Anza Electric Cooperative, Inc. (AEC), energized in 1955, is a member of Touchstone Energy® - the national brand of electric cooperatives - providing power to the communities of Anza, Garner Valley, Pinyon Pines and parts of Aguanga. AEC provides power to 3900 homes, schools and businesses.

AEC's service area is nearly 700 square miles of high desert with an elevation at roughly 4,000 feet where winter weather can sometimes be a challenge. Anza is located at an almost equal distance from Palm Desert, Hemet and Temecula in Riverside County in Southern California.

 Anza backbone
AEC's fiber backbone run along their electrical lines.

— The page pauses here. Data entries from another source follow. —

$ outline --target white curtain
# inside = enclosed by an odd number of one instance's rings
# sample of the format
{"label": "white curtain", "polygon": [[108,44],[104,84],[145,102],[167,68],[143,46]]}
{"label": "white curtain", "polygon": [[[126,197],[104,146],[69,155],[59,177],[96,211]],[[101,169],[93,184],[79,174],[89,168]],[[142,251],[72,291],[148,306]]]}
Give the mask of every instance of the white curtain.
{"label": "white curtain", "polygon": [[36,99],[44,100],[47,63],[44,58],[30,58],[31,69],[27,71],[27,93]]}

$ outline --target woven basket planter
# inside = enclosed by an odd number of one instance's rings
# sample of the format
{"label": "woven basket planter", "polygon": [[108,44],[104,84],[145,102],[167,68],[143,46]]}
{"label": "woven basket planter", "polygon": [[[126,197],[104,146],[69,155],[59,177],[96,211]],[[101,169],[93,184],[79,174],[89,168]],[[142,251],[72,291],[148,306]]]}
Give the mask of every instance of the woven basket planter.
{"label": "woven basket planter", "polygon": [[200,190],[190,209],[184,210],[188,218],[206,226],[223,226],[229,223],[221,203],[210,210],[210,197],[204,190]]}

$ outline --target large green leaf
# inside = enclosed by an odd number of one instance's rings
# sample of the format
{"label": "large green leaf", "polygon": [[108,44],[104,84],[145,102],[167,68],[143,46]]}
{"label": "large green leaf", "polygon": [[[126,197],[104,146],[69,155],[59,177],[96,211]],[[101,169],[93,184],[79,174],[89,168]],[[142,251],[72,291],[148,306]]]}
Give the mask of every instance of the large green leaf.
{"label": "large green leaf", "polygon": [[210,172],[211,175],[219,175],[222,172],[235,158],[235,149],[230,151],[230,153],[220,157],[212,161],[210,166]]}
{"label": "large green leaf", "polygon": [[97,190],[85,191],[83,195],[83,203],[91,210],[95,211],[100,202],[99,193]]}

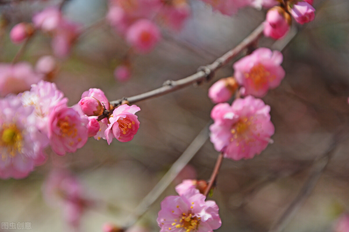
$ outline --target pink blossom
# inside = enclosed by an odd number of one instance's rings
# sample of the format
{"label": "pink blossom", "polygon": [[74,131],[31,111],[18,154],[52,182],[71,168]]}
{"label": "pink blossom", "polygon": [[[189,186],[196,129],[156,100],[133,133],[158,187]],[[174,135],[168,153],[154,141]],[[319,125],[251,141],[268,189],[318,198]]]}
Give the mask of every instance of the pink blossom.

While Anza is quite rural, it was only an hour's travel from FOA HQ (then in Fallbrook, CA), so FOA President Jim Hayes volunteered to do a series of half-day training session for AEC personnel on fiber optics and installation practices to familiarize them with what they would be doing in the future to learn from the project so we could share it with our readers.

AEC applied for and got a grant from the California Public Utility Commission for $2.6 million, about $700 per household, to help pay for the project. One thing is important to understand about rural projects - they cost a lot more than urban or suburban FTTH networks, and the CPUC grant would cover only about half the total cost.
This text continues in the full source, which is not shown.